Germany has decided to send assault rifles, ammunition, anti-tank weapons and armored vehicles to Kurdish forces in Iraq fighting the Islamic State, breaking with Berlin’s previous reluctance to send weapons into conflicts. The deliveries haven’t started, but last week Germany sent a first planeload of military equipment such as helmets, protective vests, field glasses and mine-searching devices to Iraq.
On Capitol Hill, there was little consensus on the scope of Obama’s authority to broaden the campaign against the Islamic State extremists. While some lawmakers said the president has the power he needs under the Constitution, others were seeking a more central congressional role in the effort.
“I think it is to his advantage and the country’s advantage to have Congress buy into that,” Senate Minority Leader Mitch McConnell, R-Ky., said before joining other Republican and Democratic leaders in the Oval Office on Tuesday for a meeting with Obama.
An aide to House Speaker John Boehner said the Ohio Republican expressed support for efforts to increase the effectiveness of the Iraqi security forces and for equipping the Syrian opposition. Boehner also said he would support the deployment of U.S. military personnel to Iraq in a training and advisory role and to “assist with lethal targeting” of Islamic State leadership, according to the aide, who spoke on condition of anonymity because he was not authorized to discuss the private meeting by name.
The U.S. is already launching airstrikes against Islamic State targets inside Iraq, undertaken at the invitation of the Iraqi government and without formal authorization from Congress. But the mission has been limited to strikes that help protect American interests in the region and prevent humanitarian crises.
U.S. officials said Obama was expected to loosen those limitations and open a broader counterterrorism campaign against the militants in Iraq. Following the Islamic State group’s shocking beheading of two American journalists in Syria, Obama began more seriously considering extending strikes into that country.
People who have spoken with Obama in recent days said it appeared likely he would take that step. At a private dinner Monday with foreign policy experts, Obama emphasized the importance of viewing the Islamic State as one organization, not two groups separated by a border. Administration officials and others familiar with Obama’s thinking spoke on condition of anonymity because they were not authorized to be identified.
Obama’s spokesman has said the president is willing “to go wherever is necessary to strike those who are threatening Americans.” However, Obama has continued to rule out sending U.S. troops into ground combat operations in the Middle East.

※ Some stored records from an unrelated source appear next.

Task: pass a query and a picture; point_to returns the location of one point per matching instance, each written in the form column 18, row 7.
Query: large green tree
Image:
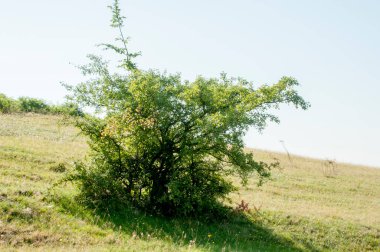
column 166, row 144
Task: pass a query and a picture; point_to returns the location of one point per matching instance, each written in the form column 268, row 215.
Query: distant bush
column 67, row 109
column 35, row 105
column 7, row 104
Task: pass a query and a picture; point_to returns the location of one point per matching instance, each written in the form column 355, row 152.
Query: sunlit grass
column 303, row 208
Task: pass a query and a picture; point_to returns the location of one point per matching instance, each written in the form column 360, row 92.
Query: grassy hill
column 309, row 205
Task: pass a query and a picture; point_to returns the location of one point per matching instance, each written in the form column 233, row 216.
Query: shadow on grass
column 237, row 232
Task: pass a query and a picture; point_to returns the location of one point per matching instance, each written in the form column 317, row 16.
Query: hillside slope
column 309, row 205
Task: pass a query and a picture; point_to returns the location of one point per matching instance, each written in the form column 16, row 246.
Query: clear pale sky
column 331, row 47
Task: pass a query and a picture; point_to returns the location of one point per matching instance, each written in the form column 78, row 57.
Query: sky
column 330, row 47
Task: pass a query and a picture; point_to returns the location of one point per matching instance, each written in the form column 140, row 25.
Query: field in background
column 308, row 205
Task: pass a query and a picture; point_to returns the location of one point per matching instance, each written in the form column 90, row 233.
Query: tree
column 165, row 144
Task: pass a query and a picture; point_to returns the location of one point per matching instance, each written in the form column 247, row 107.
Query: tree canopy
column 165, row 144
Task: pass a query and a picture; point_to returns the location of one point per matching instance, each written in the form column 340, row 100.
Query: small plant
column 7, row 105
column 242, row 207
column 34, row 105
column 329, row 168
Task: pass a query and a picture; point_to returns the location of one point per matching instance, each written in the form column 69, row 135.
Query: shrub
column 28, row 104
column 70, row 109
column 5, row 104
column 165, row 144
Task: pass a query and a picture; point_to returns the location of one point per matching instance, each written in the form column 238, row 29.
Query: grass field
column 308, row 205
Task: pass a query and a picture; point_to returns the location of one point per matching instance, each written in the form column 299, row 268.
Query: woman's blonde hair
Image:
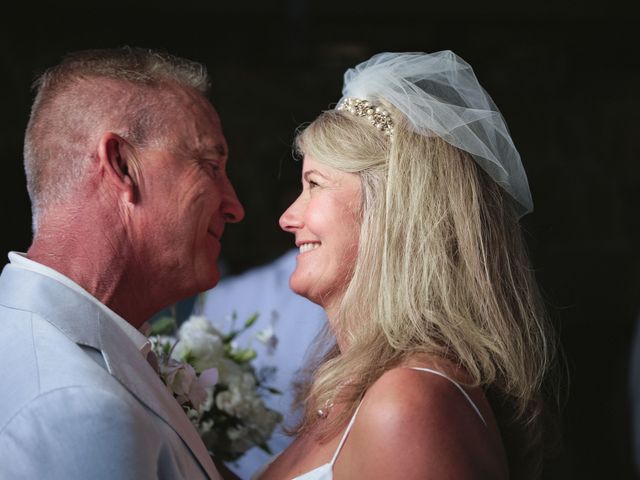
column 442, row 269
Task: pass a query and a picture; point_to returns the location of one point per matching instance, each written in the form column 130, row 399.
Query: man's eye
column 215, row 169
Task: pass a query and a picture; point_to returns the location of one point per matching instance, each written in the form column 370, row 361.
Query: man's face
column 186, row 199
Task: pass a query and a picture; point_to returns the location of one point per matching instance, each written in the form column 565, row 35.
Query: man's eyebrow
column 306, row 174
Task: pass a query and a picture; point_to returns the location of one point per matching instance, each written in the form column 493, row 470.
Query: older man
column 125, row 161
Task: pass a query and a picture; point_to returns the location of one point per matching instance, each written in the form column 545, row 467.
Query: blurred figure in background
column 287, row 325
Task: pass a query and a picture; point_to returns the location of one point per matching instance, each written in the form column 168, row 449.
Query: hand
column 225, row 473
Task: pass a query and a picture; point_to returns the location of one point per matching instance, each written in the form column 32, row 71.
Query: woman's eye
column 215, row 169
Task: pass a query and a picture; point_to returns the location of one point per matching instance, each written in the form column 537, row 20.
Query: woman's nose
column 291, row 219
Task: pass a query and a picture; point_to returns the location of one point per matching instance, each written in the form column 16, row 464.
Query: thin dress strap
column 345, row 435
column 466, row 395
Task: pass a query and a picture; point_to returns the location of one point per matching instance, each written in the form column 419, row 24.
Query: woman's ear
column 115, row 159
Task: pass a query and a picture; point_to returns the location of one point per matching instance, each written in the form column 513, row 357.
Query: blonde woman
column 408, row 232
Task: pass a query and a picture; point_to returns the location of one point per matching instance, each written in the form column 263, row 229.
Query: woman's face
column 325, row 219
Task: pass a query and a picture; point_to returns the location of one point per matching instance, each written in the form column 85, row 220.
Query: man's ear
column 115, row 158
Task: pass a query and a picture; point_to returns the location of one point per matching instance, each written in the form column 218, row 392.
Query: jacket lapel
column 87, row 324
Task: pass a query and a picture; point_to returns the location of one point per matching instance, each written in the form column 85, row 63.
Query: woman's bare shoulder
column 415, row 424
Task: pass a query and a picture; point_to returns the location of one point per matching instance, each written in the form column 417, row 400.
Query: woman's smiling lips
column 307, row 246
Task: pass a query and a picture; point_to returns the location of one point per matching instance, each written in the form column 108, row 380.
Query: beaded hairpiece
column 378, row 117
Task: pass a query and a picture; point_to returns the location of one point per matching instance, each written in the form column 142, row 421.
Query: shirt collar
column 141, row 342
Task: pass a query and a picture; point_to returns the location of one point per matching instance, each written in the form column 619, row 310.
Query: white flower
column 199, row 343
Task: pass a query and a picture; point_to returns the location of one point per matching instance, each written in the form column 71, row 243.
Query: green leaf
column 251, row 320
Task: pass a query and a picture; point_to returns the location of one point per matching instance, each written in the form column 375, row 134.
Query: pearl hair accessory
column 378, row 117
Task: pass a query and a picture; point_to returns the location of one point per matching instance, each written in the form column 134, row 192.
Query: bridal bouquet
column 216, row 384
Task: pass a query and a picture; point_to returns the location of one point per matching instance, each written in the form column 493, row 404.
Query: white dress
column 325, row 472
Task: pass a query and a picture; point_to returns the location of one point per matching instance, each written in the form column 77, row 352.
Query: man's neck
column 100, row 267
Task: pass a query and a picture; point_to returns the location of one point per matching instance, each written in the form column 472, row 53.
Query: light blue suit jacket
column 78, row 400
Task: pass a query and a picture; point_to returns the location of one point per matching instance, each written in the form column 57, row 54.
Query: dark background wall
column 565, row 77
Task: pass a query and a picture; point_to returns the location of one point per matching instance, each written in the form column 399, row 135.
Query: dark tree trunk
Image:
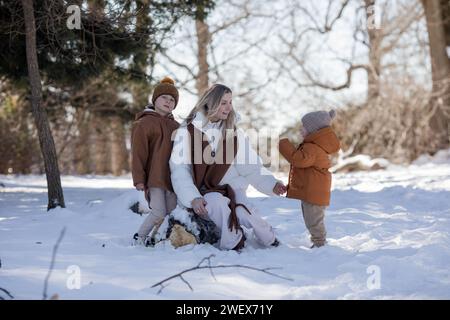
column 55, row 192
column 440, row 68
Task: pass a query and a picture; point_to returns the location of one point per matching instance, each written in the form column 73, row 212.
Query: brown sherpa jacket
column 151, row 147
column 309, row 178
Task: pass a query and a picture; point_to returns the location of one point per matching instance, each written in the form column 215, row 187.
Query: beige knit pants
column 314, row 220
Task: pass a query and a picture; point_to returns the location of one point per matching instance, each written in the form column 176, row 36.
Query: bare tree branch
column 199, row 266
column 52, row 263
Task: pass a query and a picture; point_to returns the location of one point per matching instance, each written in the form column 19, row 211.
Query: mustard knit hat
column 166, row 86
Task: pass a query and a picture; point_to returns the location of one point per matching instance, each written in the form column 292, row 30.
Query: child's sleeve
column 301, row 158
column 139, row 154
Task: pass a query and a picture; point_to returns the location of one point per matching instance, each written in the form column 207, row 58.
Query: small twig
column 199, row 267
column 52, row 263
column 7, row 292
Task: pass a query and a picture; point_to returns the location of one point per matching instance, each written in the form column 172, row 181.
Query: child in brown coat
column 309, row 178
column 151, row 147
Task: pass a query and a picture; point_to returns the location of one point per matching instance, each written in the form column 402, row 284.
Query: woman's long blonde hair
column 210, row 102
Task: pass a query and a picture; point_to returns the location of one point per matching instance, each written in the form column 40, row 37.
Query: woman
column 212, row 164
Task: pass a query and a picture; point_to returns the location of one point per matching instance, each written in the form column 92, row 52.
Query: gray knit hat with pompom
column 317, row 120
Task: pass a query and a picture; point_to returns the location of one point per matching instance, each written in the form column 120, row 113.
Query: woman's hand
column 199, row 206
column 279, row 189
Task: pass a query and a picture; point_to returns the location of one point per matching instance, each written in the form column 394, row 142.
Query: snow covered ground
column 388, row 234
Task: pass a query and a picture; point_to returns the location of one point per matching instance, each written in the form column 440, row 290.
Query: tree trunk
column 82, row 156
column 55, row 192
column 203, row 38
column 119, row 154
column 101, row 152
column 440, row 69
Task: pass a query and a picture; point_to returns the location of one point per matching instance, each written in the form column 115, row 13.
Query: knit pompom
column 332, row 113
column 168, row 81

In a shift for a war-weary nation, new polls suggest the American people would support a sustained air campaign. A Washington Post-ABC News poll released Monday showed 71 percent of Americans support airstrikes in Iraq, up from 54 percent just three weeks ago. And 65 percent say they support extending airstrikes into Syria.

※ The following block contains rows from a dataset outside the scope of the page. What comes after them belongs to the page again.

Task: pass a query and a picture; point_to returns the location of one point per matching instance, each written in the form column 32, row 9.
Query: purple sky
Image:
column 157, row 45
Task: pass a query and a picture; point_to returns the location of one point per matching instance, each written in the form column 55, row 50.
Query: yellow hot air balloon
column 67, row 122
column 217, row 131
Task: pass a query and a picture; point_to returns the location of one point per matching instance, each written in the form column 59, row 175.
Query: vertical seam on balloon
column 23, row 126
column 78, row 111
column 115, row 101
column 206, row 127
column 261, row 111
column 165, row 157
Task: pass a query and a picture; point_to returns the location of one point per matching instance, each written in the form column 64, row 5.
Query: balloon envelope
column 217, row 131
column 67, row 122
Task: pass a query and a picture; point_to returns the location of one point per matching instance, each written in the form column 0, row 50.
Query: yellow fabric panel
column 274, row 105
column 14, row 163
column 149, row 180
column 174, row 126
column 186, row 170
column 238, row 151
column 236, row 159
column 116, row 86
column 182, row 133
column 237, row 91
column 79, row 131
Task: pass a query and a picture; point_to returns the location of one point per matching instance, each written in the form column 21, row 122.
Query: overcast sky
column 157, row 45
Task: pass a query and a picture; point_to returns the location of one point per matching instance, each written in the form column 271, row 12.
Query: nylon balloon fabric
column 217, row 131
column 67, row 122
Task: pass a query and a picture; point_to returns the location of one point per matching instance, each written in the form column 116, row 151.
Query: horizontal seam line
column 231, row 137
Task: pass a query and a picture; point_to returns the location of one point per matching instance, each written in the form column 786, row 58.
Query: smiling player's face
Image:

Taking that latter step would raise legal and geopolitical issues that Obama has long sought to avoid, particularly without formal congressional authorization.
Unlike in Iraq, Obama would not be acting at the invitation of a host government. However, some international law experts say airstrikes could be justified as a matter of self-defense if Obama argues the Islamic State group poses a threat to the U.S. and its allies from inside Syria, whose government is unwilling or unable to stop it.
Another possibility: Although the U.S. has said it will not coordinate with Assad, his government could give back-channel consent to American attacks. Obama would still have to contend with the notion that American airstrikes against the militants were helping Assad, who has overseen Syria’s bloody civil war. The U.S. has long called for Assad to leave power, and the Islamic State group is one of the groups inside Syria that is seeking to oust him.